Le chercheur américain Jules Boykoff, spécialiste du sport et de la politique et auteur de Power Games, a mis en lumière les mécaniques d’écoblanchiment à l’œuvre. « La plupart du temps, les enjeux écologiques sont mis en avant au moment des candidatures pour renforcer le soutien des populations locales, a-t-il souligné. Ils sont ensuite totalement ignorés une fois les projets pour les Jeux lancés. » En exemple, il a cité la création de la catégorie des « sustainability partners » (« partenaires durables ») lors des Jeux de Londres, en 2012. Parmi ces alliés « verts », on ne trouvait autre que le géant des hydrocarbures britanniques, British Petroleum (BP), le constructeur automobile BMW ou encore EDF. Pour Paris 2024, le géant chinois du commerce en ligne Alibaba a été choisi comme sponsor principal par le comité olympique.

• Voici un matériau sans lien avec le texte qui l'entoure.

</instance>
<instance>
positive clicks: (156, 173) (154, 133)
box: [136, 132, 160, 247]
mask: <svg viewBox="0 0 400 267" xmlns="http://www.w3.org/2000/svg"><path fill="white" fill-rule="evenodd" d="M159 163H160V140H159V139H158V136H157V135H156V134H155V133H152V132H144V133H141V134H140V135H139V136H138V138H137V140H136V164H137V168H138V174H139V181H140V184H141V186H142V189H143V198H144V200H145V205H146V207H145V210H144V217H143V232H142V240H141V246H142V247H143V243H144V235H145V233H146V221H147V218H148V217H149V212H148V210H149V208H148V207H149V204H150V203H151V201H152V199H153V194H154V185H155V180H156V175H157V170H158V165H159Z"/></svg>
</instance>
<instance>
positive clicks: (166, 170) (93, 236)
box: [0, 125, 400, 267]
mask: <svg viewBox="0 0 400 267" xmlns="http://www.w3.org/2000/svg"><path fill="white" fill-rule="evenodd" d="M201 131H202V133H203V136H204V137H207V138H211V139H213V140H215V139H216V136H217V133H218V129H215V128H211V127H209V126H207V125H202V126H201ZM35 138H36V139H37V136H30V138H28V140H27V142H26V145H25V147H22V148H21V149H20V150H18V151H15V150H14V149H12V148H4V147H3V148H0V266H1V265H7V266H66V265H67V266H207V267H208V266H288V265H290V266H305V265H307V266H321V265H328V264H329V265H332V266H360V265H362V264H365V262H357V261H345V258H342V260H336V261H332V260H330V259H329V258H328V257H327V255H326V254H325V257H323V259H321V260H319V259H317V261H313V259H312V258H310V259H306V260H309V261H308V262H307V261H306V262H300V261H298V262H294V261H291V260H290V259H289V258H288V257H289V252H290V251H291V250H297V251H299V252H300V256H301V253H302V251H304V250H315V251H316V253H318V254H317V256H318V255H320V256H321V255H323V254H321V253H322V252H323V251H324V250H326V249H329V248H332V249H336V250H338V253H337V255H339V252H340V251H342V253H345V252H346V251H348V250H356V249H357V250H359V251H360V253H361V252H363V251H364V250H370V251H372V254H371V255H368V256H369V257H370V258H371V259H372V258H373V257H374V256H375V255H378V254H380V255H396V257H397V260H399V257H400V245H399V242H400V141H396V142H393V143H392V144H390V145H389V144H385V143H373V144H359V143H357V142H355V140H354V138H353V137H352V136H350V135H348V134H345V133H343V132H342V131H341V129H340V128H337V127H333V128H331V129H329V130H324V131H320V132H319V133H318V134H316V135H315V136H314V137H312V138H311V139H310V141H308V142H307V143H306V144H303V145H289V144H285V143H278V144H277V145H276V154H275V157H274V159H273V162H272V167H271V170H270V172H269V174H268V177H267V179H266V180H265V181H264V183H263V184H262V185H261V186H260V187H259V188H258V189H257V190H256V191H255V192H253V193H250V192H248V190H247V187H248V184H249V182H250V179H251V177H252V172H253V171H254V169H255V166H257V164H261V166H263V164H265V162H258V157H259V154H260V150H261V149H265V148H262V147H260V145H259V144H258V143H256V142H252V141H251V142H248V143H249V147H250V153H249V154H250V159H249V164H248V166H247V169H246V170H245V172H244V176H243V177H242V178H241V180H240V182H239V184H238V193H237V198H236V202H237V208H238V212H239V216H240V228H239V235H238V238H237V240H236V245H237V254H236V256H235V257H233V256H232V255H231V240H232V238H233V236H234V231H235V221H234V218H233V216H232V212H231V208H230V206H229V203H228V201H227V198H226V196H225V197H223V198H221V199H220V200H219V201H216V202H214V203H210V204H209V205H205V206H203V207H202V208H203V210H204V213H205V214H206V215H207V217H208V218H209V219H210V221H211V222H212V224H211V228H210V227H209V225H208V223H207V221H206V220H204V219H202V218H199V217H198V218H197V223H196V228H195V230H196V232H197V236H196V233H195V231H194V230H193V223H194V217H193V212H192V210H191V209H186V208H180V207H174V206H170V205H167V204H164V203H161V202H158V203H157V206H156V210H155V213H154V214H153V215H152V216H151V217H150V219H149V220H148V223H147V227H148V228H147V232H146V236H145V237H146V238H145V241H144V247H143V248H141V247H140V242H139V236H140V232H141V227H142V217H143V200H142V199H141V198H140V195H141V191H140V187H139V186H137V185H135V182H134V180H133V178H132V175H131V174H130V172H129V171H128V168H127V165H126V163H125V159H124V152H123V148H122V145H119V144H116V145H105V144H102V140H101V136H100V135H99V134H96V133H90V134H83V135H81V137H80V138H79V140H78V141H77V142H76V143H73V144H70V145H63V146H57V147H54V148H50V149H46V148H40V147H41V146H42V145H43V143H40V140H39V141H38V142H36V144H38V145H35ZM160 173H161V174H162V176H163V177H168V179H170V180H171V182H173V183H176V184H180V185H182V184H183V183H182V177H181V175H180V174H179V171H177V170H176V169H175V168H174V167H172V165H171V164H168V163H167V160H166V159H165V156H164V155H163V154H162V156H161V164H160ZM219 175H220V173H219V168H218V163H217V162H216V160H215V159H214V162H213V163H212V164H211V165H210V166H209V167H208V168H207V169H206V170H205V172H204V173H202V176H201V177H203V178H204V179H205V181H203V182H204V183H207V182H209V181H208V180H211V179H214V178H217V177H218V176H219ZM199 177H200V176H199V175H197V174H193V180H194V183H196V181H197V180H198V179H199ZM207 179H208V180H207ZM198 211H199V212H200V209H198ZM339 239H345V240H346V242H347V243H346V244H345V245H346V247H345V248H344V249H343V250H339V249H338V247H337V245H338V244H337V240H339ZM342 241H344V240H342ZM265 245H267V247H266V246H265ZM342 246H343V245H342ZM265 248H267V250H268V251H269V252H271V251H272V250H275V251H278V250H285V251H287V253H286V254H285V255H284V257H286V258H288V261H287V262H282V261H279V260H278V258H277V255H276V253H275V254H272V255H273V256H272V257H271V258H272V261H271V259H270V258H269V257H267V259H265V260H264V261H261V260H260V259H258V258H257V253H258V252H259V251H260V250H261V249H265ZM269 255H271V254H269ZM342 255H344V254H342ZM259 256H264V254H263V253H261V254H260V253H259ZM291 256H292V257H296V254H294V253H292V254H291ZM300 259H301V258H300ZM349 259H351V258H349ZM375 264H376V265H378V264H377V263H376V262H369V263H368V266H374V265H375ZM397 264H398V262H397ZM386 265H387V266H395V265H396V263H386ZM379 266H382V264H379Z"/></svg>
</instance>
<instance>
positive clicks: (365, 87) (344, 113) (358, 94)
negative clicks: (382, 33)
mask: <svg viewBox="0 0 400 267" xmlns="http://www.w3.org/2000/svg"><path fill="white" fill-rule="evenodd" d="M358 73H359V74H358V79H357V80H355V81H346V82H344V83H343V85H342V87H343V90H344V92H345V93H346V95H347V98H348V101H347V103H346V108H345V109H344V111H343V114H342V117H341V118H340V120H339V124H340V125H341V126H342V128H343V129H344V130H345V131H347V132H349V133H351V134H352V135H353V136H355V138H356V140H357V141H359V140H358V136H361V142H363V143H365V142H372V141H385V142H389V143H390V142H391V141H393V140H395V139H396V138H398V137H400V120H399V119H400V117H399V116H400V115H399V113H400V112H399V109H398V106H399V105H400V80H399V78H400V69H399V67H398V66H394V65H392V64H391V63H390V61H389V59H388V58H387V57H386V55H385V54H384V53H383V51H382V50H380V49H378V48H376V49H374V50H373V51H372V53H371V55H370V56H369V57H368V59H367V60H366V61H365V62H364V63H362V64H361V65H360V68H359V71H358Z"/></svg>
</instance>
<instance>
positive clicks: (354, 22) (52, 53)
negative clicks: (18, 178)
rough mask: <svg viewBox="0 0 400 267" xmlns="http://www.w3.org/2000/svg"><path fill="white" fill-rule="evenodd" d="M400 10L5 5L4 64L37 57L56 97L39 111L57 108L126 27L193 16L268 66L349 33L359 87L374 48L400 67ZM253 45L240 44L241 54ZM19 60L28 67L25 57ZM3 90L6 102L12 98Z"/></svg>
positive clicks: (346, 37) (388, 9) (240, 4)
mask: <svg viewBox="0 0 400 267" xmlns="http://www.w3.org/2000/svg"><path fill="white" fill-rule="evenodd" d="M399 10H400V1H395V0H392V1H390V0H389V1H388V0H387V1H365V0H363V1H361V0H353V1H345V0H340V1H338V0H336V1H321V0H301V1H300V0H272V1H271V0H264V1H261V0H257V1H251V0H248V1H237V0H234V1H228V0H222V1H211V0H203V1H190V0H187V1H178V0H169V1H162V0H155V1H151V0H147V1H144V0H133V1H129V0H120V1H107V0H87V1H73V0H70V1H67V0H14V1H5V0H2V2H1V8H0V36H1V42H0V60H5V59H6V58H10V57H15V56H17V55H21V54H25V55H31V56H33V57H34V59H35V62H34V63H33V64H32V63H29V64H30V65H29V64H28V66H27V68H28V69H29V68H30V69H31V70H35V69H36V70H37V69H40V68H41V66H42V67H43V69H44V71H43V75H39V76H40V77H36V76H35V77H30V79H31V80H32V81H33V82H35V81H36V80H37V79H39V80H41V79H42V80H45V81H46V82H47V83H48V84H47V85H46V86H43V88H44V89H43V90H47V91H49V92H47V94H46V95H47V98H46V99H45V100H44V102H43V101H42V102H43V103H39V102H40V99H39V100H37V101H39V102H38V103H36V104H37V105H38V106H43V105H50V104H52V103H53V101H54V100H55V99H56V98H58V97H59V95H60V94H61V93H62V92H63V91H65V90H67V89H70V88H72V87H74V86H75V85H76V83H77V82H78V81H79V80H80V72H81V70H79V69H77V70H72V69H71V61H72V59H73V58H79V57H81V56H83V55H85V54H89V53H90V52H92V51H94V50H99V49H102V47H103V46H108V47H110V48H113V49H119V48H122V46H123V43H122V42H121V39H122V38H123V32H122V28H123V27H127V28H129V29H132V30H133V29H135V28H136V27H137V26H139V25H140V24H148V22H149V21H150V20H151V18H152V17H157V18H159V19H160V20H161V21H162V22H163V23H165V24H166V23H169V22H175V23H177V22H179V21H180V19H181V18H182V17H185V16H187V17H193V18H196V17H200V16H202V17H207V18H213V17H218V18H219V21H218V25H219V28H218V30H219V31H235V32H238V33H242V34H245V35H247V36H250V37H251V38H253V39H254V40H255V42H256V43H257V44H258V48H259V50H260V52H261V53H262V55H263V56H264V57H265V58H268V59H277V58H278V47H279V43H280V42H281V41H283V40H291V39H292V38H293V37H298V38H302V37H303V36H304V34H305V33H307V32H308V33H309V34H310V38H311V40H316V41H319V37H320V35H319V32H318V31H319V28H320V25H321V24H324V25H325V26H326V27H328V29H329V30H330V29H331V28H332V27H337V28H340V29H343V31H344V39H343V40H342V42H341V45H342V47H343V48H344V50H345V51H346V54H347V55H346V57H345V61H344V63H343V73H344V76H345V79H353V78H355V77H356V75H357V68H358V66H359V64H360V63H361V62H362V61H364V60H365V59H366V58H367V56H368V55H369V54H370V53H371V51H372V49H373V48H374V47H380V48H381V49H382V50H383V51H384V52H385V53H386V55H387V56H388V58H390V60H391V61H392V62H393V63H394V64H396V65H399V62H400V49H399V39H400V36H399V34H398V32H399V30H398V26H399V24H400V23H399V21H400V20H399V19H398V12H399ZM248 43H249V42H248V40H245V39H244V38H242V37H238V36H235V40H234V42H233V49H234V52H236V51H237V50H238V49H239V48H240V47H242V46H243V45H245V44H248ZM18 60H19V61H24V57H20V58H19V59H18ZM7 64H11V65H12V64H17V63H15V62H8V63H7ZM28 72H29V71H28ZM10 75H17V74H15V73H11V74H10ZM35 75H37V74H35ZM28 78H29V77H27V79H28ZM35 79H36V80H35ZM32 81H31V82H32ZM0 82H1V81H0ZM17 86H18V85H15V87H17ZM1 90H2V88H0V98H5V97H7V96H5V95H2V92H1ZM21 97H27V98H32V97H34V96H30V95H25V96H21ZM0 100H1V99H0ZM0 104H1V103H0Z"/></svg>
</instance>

Le géographe urbain et politique à l’université de Lausanne (Suisse), Sven Daniel Wolfe, a fait le même constat. D’après ses recherches, les intérêts écologiques et économiques entrent en totale contradiction. Pour chaque édition, dès lors qu’un jeu est prospère économiquement, il entraîne, inéluctablement, des conséquences graves sur l’environnement. « Aucun jeu n’est durable », a-t-il conclu. À Pyeongchang, une forêt de montagne sacrée vieille de 500 ans a été détruite pour installer des pistes de ski dans le cadre des JO d’hiver de 2018.

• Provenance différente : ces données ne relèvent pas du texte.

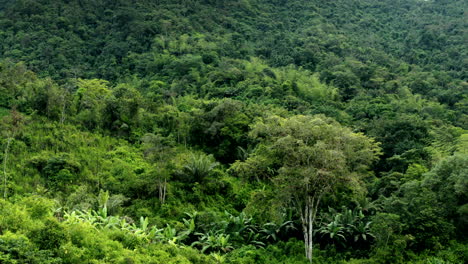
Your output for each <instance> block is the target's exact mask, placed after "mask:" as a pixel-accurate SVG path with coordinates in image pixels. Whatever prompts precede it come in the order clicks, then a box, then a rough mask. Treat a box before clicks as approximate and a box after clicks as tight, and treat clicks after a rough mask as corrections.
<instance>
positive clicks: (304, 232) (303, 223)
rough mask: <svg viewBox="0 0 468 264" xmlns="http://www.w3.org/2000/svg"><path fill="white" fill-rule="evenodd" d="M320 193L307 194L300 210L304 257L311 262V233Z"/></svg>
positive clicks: (312, 252)
mask: <svg viewBox="0 0 468 264" xmlns="http://www.w3.org/2000/svg"><path fill="white" fill-rule="evenodd" d="M321 197H322V194H318V195H317V196H308V197H306V199H305V203H304V209H303V210H301V222H302V232H303V234H304V247H305V254H306V258H307V259H308V260H309V262H310V263H312V259H313V249H314V244H313V239H312V238H313V234H314V226H313V224H314V222H315V218H316V216H317V211H318V206H319V204H320V199H321Z"/></svg>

Dimanche, le 22 mai, une visite des sites olympiques dans le parc Georges Valbon (Courneuve) était organisée. Intitulée « Toxic Tour », elle a débuté par une visite à l’Air des Vents, où le village des médias est en cours de construction. Puis elle s’est poursuivie par un passage au Boulodrome, menacé de disparition pour accueillir le lieu de compétition des tirs. Le tout s’est terminé par d’enthousiasmants « Jeux contre-olympiques » inclusifs et non marchands, histoire de montrer qu’« un autre sport est possible ». Loin des partenariats des firmes pétrolières ou des géants de l’e-commerce.